3 192.168.250.1 (192.168.250.1) 0.616 ms 0.618 ms 0.598 ms

4 * * *

5 * * *

6 * * *

7 * * *

8 * * *…

You can see in the above traceroute output that I have no response to 8.8.8.8 – in fact, I have no response past 192.168.250.1!  I turned all firewalling off so everything is just acting as routers – I even created an “allow all” rule in pfSense on the 192.168.250.1/24 interface for good measure.  Nada.

So, annoyed, I went back to static routes to see if maybe I had changed anything that would have prevented this from working.  Nope, it still worked:

I started to think this through.  I won’t lie – it took me a day or two.  While working on work projects/etc. I am constantly running through scenarios of things that I haven’t figured out in my head and then bam – ah hah!  I remember talking to a co-worker and saying, “I wonder if pfSense creates any other access rules when setting up static routes that it doesn’t when learning routes through OSPF…” – his eyes glazed over in complete disinterest and off I went tearing through the menus and status pages of pfSense until I found it…

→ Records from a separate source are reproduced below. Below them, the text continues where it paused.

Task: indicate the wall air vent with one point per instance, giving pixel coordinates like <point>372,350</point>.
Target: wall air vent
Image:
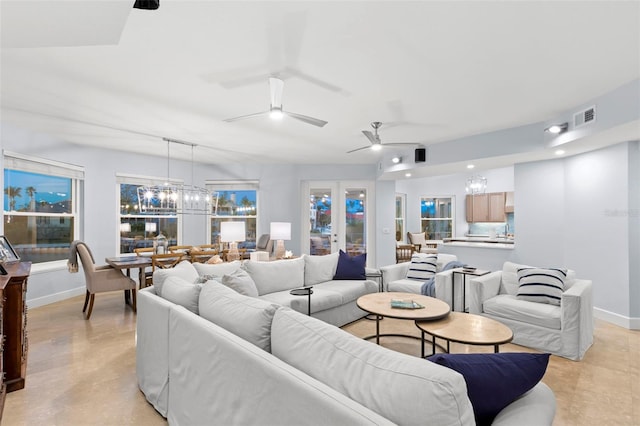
<point>584,117</point>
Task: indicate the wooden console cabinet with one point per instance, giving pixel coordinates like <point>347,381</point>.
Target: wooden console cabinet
<point>13,324</point>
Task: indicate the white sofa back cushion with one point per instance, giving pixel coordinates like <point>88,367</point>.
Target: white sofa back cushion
<point>318,269</point>
<point>277,275</point>
<point>423,392</point>
<point>216,270</point>
<point>184,270</point>
<point>244,316</point>
<point>181,292</point>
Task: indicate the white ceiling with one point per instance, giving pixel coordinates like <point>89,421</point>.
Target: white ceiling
<point>433,71</point>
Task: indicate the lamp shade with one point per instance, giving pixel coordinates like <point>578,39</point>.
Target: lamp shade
<point>232,232</point>
<point>280,231</point>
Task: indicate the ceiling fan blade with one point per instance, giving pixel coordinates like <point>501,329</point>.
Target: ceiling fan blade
<point>276,85</point>
<point>372,138</point>
<point>401,144</point>
<point>242,117</point>
<point>359,149</point>
<point>306,119</point>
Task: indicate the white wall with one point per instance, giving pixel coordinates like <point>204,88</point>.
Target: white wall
<point>279,196</point>
<point>580,212</point>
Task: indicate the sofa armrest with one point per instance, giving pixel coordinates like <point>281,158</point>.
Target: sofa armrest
<point>394,272</point>
<point>444,284</point>
<point>577,315</point>
<point>483,288</point>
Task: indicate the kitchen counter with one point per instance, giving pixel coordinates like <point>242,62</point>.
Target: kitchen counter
<point>486,242</point>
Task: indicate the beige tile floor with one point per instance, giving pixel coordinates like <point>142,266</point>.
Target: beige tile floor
<point>83,372</point>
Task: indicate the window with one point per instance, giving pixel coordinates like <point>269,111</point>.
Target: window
<point>401,201</point>
<point>142,220</point>
<point>234,201</point>
<point>40,208</point>
<point>436,215</point>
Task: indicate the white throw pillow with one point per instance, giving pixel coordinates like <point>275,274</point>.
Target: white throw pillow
<point>182,292</point>
<point>319,269</point>
<point>422,267</point>
<point>275,276</point>
<point>218,269</point>
<point>244,316</point>
<point>240,281</point>
<point>541,285</point>
<point>184,270</point>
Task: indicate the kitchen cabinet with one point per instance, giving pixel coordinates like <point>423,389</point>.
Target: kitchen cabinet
<point>489,207</point>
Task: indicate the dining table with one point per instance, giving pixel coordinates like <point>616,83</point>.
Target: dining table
<point>127,263</point>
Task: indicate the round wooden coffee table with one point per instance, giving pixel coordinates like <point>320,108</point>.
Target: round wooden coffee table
<point>379,304</point>
<point>464,328</point>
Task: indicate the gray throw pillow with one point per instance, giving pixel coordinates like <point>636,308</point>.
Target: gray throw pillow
<point>241,282</point>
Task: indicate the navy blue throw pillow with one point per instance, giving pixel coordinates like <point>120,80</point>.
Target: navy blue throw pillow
<point>350,268</point>
<point>495,380</point>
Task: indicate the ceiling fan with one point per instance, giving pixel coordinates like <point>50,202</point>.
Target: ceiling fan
<point>275,110</point>
<point>376,143</point>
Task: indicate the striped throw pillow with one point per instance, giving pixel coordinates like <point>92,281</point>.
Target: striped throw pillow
<point>422,266</point>
<point>541,285</point>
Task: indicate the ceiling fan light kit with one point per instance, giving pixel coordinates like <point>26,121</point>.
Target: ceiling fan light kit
<point>376,142</point>
<point>276,112</point>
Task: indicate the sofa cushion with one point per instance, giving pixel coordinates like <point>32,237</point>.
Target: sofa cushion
<point>495,380</point>
<point>423,392</point>
<point>318,269</point>
<point>277,275</point>
<point>240,281</point>
<point>244,316</point>
<point>541,285</point>
<point>510,307</point>
<point>351,268</point>
<point>211,271</point>
<point>184,270</point>
<point>181,292</point>
<point>422,267</point>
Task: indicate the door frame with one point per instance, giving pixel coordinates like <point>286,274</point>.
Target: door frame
<point>338,220</point>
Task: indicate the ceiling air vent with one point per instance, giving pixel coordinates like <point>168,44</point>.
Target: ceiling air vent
<point>584,117</point>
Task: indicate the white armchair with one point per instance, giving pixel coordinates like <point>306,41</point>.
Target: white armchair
<point>565,330</point>
<point>394,278</point>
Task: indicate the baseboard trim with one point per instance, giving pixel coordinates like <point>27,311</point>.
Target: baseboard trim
<point>57,297</point>
<point>617,319</point>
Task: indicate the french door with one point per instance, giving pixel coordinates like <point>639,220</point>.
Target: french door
<point>338,215</point>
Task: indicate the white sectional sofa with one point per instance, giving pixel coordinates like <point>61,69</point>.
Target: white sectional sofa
<point>333,301</point>
<point>240,360</point>
<point>565,330</point>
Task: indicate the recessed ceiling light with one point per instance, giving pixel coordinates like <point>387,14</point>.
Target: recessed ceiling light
<point>557,128</point>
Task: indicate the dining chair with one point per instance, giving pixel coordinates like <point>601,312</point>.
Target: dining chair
<point>148,274</point>
<point>101,279</point>
<point>404,252</point>
<point>166,260</point>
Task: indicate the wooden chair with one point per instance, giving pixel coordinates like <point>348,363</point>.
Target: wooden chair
<point>148,252</point>
<point>179,249</point>
<point>404,252</point>
<point>100,279</point>
<point>166,260</point>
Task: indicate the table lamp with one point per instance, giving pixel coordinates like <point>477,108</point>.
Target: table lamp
<point>232,232</point>
<point>280,231</point>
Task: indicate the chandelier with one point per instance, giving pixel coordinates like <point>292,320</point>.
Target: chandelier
<point>476,185</point>
<point>174,198</point>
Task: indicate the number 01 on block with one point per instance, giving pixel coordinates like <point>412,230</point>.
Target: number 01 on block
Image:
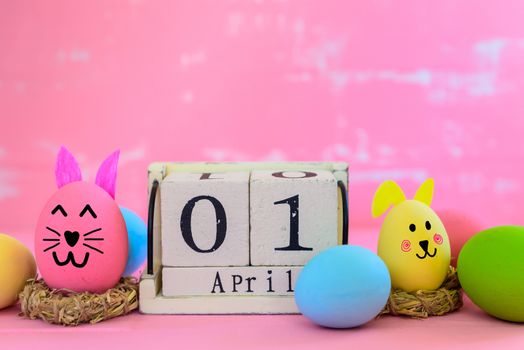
<point>233,237</point>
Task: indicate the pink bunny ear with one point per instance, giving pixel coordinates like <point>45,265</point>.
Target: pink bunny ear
<point>67,169</point>
<point>106,175</point>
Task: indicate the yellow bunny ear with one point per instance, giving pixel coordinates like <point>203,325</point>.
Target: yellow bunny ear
<point>388,193</point>
<point>425,192</point>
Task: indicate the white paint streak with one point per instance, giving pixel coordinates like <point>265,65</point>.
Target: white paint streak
<point>322,58</point>
<point>439,84</point>
<point>303,77</point>
<point>489,51</point>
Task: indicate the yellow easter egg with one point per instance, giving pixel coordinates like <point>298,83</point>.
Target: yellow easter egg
<point>415,246</point>
<point>17,265</point>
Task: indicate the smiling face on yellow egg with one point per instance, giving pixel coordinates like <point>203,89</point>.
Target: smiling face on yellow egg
<point>413,241</point>
<point>414,245</point>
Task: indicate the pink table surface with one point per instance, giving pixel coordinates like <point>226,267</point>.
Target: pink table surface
<point>467,328</point>
<point>470,327</point>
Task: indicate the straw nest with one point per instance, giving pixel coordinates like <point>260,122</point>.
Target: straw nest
<point>425,303</point>
<point>68,308</point>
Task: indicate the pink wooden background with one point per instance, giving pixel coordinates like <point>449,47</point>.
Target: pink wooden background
<point>399,89</point>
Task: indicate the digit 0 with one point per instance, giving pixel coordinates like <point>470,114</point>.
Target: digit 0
<point>221,227</point>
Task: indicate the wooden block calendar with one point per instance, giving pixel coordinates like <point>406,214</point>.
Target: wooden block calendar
<point>228,238</point>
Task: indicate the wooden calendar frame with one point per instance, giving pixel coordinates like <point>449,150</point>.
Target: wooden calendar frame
<point>151,300</point>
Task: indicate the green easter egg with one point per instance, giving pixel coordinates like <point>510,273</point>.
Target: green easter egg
<point>491,271</point>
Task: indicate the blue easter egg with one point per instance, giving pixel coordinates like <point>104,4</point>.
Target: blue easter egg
<point>137,238</point>
<point>343,287</point>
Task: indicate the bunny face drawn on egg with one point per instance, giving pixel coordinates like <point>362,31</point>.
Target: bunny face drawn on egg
<point>413,241</point>
<point>81,237</point>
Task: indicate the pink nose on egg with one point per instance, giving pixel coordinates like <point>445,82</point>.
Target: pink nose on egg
<point>405,246</point>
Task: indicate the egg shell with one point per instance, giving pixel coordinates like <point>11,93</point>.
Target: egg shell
<point>343,287</point>
<point>460,227</point>
<point>137,238</point>
<point>408,271</point>
<point>92,260</point>
<point>17,265</point>
<point>491,269</point>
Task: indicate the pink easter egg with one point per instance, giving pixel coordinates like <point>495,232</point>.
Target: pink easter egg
<point>81,239</point>
<point>460,227</point>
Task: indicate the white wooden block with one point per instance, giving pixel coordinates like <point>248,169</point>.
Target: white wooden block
<point>293,215</point>
<point>222,281</point>
<point>205,219</point>
<point>152,302</point>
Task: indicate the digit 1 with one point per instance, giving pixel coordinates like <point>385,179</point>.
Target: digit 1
<point>293,224</point>
<point>289,289</point>
<point>185,223</point>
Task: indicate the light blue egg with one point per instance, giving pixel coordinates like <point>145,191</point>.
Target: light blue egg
<point>137,238</point>
<point>343,287</point>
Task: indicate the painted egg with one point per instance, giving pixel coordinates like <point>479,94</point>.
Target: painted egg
<point>81,239</point>
<point>137,237</point>
<point>343,287</point>
<point>17,265</point>
<point>491,268</point>
<point>460,227</point>
<point>414,245</point>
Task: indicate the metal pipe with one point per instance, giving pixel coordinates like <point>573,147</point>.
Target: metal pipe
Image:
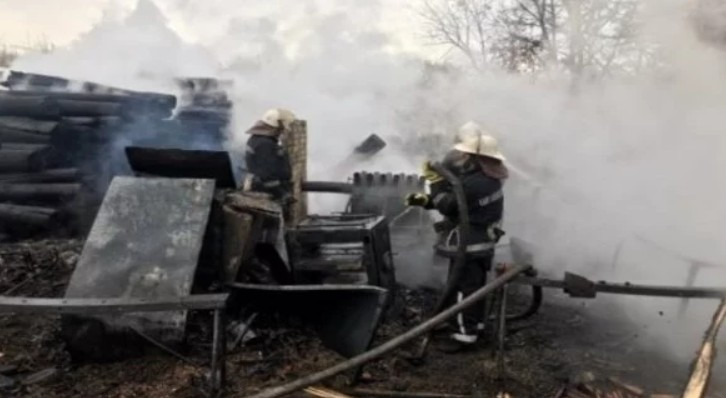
<point>703,364</point>
<point>501,334</point>
<point>629,289</point>
<point>219,348</point>
<point>460,259</point>
<point>396,341</point>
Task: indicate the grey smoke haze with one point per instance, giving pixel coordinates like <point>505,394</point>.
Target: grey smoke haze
<point>616,164</point>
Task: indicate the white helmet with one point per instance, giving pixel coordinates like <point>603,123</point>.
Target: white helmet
<point>278,117</point>
<point>468,129</point>
<point>481,145</point>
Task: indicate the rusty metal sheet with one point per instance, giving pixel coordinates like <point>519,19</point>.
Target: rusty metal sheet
<point>345,316</point>
<point>145,243</point>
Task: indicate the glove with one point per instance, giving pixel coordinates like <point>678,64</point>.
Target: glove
<point>417,199</point>
<point>431,175</point>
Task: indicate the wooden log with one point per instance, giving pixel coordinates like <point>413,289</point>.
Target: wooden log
<point>74,108</point>
<point>30,107</point>
<point>139,98</point>
<point>28,215</point>
<point>19,136</point>
<point>51,175</point>
<point>40,192</point>
<point>703,364</point>
<point>362,392</point>
<point>13,161</point>
<point>28,124</point>
<point>14,146</point>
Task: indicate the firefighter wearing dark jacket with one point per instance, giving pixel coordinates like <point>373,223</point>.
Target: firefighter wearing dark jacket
<point>268,166</point>
<point>477,162</point>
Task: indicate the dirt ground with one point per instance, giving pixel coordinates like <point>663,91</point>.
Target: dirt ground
<point>564,343</point>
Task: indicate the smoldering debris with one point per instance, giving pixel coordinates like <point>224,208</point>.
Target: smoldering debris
<point>61,141</point>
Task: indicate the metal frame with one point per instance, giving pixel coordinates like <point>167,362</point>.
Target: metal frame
<point>85,306</point>
<point>371,231</point>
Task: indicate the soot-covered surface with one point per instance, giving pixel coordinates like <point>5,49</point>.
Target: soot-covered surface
<point>563,343</point>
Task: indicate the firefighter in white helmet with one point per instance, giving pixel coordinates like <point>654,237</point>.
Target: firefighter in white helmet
<point>477,162</point>
<point>268,166</point>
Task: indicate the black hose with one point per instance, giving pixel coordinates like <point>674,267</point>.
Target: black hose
<point>396,342</point>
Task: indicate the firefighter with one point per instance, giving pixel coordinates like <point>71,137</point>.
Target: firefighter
<point>268,165</point>
<point>437,184</point>
<point>477,162</point>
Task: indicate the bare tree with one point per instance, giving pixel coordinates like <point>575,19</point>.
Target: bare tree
<point>583,37</point>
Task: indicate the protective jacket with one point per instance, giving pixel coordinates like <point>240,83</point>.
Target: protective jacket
<point>269,165</point>
<point>485,203</point>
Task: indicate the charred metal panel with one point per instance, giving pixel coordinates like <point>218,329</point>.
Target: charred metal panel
<point>309,239</point>
<point>345,316</point>
<point>145,243</point>
<point>180,163</point>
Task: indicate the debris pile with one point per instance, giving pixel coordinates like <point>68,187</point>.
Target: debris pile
<point>62,141</point>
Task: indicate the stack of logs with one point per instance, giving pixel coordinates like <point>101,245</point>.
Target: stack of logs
<point>54,147</point>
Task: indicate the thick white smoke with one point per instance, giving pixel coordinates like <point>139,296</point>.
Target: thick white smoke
<point>625,172</point>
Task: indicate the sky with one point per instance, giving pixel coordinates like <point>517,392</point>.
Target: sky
<point>26,23</point>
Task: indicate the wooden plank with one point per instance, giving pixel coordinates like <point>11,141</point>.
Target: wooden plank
<point>86,306</point>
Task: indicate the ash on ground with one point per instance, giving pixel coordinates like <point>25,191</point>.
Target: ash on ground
<point>562,344</point>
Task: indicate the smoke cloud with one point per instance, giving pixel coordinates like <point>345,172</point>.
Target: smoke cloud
<point>622,174</point>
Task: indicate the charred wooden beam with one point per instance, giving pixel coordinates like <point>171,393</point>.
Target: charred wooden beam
<point>51,175</point>
<point>20,136</point>
<point>159,99</point>
<point>104,306</point>
<point>28,124</point>
<point>15,146</point>
<point>362,392</point>
<point>13,160</point>
<point>327,186</point>
<point>30,107</point>
<point>41,192</point>
<point>28,215</point>
<point>73,108</point>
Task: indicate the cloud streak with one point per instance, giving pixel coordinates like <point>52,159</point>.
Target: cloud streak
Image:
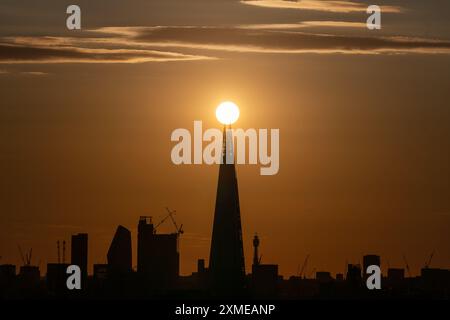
<point>45,50</point>
<point>275,40</point>
<point>170,43</point>
<point>319,5</point>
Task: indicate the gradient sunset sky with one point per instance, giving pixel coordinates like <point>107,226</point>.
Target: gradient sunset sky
<point>364,118</point>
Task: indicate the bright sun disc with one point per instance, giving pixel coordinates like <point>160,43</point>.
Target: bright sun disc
<point>227,112</point>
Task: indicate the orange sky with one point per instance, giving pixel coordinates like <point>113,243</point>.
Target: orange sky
<point>364,134</point>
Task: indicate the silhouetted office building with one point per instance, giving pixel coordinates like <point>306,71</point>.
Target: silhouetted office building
<point>323,277</point>
<point>119,253</point>
<point>395,277</point>
<point>226,260</point>
<point>370,260</point>
<point>56,278</point>
<point>354,275</point>
<point>7,277</point>
<point>29,276</point>
<point>7,271</point>
<point>101,272</point>
<point>79,253</point>
<point>158,256</point>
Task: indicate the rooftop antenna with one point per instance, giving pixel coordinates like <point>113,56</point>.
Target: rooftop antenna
<point>428,262</point>
<point>303,266</point>
<point>407,265</point>
<point>59,256</point>
<point>21,255</point>
<point>64,251</point>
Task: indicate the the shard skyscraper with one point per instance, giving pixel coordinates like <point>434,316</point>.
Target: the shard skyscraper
<point>226,261</point>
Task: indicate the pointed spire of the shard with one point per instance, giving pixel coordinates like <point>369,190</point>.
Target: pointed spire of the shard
<point>226,262</point>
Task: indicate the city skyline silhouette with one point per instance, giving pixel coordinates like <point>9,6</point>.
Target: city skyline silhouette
<point>86,118</point>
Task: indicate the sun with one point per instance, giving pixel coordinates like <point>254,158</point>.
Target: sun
<point>227,112</point>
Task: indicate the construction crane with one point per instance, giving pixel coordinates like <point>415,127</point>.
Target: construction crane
<point>64,251</point>
<point>57,248</point>
<point>300,272</point>
<point>179,230</point>
<point>26,259</point>
<point>428,262</point>
<point>312,272</point>
<point>407,266</point>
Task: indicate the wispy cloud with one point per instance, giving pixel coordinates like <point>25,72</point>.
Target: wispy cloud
<point>70,50</point>
<point>305,24</point>
<point>318,5</point>
<point>273,40</point>
<point>175,43</point>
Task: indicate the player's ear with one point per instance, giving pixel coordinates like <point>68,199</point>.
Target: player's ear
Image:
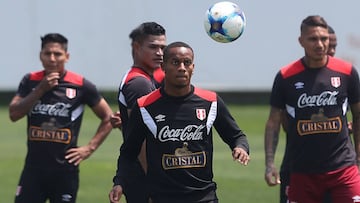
<point>300,39</point>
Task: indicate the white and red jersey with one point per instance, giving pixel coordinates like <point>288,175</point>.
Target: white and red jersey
<point>316,101</point>
<point>53,124</point>
<point>179,143</point>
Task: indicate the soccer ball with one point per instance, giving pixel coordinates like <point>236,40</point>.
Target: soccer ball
<point>224,21</point>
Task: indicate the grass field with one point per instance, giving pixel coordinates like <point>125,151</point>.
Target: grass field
<point>236,183</point>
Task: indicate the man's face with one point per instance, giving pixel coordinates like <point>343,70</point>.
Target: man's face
<point>179,67</point>
<point>149,54</point>
<point>315,41</point>
<point>53,57</point>
<point>332,44</point>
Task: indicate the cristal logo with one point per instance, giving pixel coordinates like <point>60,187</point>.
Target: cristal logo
<point>57,109</point>
<point>326,98</point>
<point>190,132</point>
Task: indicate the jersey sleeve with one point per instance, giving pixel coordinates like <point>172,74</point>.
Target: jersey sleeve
<point>24,88</point>
<point>136,88</point>
<point>228,129</point>
<point>277,97</point>
<point>131,147</point>
<point>354,87</point>
<point>91,94</point>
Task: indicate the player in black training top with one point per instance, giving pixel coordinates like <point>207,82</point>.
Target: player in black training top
<point>148,42</point>
<point>176,121</point>
<point>53,101</point>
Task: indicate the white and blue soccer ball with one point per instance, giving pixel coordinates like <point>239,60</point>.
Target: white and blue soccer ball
<point>224,21</point>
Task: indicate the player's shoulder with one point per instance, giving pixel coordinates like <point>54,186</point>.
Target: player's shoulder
<point>339,65</point>
<point>36,75</point>
<point>292,68</point>
<point>74,78</point>
<point>205,94</point>
<point>149,98</point>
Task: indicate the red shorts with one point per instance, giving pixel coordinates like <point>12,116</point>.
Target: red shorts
<point>343,185</point>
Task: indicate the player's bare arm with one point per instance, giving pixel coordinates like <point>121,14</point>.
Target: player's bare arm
<point>20,106</point>
<point>272,130</point>
<point>103,111</point>
<point>240,155</point>
<point>355,111</point>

Ok, so the default pfSense outbound NAT mode (source NAT) is a automatic but what does that mean?  It wasn’t very apparent until I clicked on a small blue “information” icon at the bottom… and even then it wasn’t super obvious:

The key words above are “…a mapping is  automatically generated for each interface’s subnet…” – but guess what?  OSPF routes aren’t interfaces and so an automatic mapping is not automatically created.  Doh!  Further, it doesn’t appear as though you can configure automatic outbound NATs for OSPF-learned routes.  Bummer!

The only real options I have, as far as I can tell, are to either switch back to static routing and leverage automatic outbound NATs or switch to hybrid outbound NAT mode and create manual outbound NATs for the NSX networks.  Neither option is “dynamic” nor “scalable”.  That said, I could create a summary static route and only deploy NSX networks within that subnet – for instance, I could create a static route for 10.250.0.0/16 and only create 10.250.x.x subnets within NSX, all of which would match the static route configuration which would then, in turn, create the automatic outbound NAT rule.  Or, I could create a manual outbound NAT rule in the same fashion for 10.250.0.0/16 and thus any dynamically created route would have a matching outbound NAT based on dynamic OSPF routes.

Actually, while typing that out, I realized I could probably create an outbound NAT for the entire RFC1918 IP space!  Why not?  If I defined an interface it’d create an automatic outbound NAT rule anyway!  Hmm…  maybe go full manual and just outbound all RFC1918…

Choices.

If you’re reading this and have an opinion on one method over the other please let me know!  I am mostly content that I was able to get OSPF working all the way up to pfSense, so I guess a victory is a victory.  That said, I wish there were a method to create the outbound/source NAT.  Oh well – can’t win them all.

Thanks for reading and I hope you find this useful!